Pets

Hello, Kitty

Introducing a new cat to the one currently ruling the roost doesn’t have to result in flying fur.

Hello, Kitty
Pin it Yuri Arcurs

Introducing a new cat to the one currently ruling the roost doesn’t have to result in flying fur. Simply keep them separated for the first few weeks (letting the new kitty explore the house when the other isn’t around) and follow these tips from Mieshelle Nagelschneider, a Portland, Ore.-based cat behaviorist and author of the new book The Cat Whisperer (Random House):

MAKE SCENTS While the cats are separated, create and maintain a “group scent” daily: Brush the resident cat, especially around the face where the “friendly” pheromones are (steer clear of the rear), then brush the new cat with the same brush, and repeat. If either is resistant, pet each using a sock or cloth, then leave it in the area where the other cat is being kept. Put treats near the socks to create a positive association with the other cat’s scent.

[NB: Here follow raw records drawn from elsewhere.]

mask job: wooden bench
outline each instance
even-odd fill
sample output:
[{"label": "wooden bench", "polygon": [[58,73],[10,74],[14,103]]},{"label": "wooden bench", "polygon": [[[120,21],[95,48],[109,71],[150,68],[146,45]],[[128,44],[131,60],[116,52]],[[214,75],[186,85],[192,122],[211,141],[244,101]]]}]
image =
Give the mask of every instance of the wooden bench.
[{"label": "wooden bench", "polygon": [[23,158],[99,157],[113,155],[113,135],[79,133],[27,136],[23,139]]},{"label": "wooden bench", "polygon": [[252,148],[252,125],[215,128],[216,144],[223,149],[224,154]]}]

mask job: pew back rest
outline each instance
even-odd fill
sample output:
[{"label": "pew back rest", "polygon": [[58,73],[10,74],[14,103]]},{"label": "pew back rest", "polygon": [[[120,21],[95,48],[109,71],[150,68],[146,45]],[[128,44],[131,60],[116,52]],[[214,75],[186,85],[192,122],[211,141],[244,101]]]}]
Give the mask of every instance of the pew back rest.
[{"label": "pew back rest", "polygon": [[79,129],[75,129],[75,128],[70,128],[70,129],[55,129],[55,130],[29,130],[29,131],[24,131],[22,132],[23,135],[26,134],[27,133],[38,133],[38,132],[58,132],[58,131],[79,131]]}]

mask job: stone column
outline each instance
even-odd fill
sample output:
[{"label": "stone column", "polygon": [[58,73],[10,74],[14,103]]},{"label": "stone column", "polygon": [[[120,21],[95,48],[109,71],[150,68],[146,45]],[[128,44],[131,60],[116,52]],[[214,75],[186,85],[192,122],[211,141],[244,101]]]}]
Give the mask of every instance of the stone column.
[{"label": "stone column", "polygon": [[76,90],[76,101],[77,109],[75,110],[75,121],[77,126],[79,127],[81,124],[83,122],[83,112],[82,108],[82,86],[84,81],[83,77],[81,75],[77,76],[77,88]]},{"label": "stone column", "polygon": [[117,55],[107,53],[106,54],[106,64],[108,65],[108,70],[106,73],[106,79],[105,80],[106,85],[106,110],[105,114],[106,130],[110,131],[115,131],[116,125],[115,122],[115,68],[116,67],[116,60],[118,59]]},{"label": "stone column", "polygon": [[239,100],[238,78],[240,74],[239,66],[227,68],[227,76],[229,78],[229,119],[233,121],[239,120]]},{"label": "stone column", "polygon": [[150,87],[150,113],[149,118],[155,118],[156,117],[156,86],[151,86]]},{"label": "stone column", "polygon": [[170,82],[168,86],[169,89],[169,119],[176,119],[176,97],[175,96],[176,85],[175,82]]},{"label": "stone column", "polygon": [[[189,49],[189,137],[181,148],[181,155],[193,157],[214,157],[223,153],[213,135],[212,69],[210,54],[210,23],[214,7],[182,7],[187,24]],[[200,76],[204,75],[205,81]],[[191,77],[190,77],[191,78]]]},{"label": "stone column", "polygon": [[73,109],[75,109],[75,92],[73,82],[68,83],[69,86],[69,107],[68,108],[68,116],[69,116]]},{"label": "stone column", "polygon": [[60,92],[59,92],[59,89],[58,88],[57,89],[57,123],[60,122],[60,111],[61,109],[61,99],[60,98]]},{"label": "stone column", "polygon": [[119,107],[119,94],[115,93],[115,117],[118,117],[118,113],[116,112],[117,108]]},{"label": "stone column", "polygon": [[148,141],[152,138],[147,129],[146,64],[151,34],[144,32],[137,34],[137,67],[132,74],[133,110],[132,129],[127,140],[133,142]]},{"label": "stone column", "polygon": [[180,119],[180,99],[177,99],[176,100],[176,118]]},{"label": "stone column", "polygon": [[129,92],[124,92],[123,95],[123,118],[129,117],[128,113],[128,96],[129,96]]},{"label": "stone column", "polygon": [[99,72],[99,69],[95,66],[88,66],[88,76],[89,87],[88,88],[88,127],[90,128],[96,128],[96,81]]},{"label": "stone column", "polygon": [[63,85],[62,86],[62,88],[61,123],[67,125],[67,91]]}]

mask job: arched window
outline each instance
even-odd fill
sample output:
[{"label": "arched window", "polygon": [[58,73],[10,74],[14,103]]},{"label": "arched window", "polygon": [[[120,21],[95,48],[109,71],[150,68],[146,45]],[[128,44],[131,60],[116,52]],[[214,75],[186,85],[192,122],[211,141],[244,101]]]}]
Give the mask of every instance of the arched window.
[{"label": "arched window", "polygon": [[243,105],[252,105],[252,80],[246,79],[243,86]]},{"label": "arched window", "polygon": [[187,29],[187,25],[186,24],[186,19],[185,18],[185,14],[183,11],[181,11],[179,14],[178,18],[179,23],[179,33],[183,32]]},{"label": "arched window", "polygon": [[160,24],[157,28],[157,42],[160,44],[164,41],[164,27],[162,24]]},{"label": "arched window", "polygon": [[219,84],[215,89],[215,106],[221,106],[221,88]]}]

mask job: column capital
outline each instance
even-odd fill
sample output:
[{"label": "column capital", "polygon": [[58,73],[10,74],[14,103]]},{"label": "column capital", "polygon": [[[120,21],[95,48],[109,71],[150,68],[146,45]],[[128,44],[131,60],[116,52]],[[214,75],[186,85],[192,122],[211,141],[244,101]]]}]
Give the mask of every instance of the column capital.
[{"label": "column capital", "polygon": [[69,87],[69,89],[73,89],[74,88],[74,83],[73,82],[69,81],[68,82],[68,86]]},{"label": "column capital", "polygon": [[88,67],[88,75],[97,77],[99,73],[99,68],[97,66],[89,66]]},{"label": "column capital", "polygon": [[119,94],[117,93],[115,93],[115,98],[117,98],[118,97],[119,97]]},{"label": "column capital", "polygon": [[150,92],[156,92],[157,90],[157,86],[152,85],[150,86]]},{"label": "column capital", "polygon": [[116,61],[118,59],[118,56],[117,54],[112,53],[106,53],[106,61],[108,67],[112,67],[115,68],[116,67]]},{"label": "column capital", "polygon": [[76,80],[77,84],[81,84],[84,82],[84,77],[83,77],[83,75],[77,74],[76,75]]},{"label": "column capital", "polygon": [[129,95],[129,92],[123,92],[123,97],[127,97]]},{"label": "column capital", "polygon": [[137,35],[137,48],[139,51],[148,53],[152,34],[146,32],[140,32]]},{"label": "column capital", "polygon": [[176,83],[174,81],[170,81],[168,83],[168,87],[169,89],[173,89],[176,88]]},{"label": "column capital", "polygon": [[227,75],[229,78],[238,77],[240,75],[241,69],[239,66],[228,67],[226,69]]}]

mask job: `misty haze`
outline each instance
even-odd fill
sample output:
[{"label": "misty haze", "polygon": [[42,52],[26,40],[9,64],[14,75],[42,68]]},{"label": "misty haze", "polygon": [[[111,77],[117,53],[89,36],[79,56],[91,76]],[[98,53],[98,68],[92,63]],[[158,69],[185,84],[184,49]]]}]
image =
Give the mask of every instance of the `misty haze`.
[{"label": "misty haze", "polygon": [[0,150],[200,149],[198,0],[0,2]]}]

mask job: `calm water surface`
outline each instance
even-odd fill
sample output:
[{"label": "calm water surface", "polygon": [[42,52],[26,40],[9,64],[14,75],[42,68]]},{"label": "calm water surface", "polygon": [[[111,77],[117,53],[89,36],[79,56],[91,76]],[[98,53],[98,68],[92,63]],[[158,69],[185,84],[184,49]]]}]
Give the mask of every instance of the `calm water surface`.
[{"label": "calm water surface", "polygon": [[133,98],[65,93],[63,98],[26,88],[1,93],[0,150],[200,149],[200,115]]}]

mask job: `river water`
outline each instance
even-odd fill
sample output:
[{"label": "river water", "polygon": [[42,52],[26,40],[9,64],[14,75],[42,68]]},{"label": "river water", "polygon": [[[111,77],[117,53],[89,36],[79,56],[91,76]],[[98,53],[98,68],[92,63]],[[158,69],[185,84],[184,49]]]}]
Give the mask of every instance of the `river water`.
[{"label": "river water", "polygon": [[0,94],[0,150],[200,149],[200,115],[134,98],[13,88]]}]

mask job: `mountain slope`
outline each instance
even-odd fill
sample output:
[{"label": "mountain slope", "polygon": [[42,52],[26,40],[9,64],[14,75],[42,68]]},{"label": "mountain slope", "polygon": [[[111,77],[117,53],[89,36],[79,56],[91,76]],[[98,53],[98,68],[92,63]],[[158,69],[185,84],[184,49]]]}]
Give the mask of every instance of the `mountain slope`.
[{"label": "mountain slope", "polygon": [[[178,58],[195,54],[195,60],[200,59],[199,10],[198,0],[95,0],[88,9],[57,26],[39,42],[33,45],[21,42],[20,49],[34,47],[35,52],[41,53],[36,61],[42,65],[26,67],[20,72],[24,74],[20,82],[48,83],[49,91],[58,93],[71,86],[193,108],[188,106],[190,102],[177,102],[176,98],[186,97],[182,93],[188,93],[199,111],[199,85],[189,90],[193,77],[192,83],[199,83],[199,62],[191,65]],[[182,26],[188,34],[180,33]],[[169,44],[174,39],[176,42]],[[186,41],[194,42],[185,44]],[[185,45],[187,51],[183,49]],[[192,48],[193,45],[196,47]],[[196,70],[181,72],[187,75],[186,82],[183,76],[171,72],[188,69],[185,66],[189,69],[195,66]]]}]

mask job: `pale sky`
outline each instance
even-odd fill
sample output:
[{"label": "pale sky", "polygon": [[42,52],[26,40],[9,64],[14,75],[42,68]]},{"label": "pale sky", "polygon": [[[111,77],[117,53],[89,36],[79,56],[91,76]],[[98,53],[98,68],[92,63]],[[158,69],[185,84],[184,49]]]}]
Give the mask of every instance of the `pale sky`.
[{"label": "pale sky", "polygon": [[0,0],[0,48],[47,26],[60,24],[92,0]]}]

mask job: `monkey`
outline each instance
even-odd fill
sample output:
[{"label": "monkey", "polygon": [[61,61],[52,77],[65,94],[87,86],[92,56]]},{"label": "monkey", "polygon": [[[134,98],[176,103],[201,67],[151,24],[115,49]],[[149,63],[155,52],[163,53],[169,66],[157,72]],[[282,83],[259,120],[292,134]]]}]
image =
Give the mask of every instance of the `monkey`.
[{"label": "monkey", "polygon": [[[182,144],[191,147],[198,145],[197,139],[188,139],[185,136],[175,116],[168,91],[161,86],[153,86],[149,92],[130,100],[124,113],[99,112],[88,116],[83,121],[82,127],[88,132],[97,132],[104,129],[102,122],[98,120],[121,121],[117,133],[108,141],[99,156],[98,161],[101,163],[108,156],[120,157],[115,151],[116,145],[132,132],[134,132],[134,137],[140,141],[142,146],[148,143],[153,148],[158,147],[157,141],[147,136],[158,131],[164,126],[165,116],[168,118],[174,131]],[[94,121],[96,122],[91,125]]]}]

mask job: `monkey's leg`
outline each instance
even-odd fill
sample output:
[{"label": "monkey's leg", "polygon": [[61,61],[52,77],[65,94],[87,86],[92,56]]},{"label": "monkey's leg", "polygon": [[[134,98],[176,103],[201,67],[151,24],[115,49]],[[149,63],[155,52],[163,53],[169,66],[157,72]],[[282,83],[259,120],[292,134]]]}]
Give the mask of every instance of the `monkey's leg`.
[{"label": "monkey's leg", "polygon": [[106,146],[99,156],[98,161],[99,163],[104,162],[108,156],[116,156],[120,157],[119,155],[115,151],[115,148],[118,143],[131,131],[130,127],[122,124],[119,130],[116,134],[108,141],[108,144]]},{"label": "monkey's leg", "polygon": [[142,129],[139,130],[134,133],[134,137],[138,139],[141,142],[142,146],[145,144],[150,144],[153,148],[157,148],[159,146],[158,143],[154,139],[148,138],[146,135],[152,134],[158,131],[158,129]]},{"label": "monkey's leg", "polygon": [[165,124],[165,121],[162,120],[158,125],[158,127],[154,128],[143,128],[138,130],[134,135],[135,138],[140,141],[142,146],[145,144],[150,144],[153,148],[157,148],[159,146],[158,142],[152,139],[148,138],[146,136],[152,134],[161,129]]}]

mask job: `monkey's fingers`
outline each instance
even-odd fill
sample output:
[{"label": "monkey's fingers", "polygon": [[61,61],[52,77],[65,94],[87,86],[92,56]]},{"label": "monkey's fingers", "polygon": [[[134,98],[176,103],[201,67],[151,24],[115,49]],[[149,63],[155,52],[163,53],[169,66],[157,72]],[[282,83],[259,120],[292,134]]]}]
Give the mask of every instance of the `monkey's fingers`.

GET A LITTLE CLOSER After a couple of weeks, let the cats see each other in brief sessions (try putting a baby gate between them). “Don’t wait until a cat hisses or growls,” Nagelschneider says. “End viewings on a neutral note.”

HAVE A PLAY DATE When you allow the cats to finally interact, keep them from expressing fear or aggression by giving each cat toys and treats.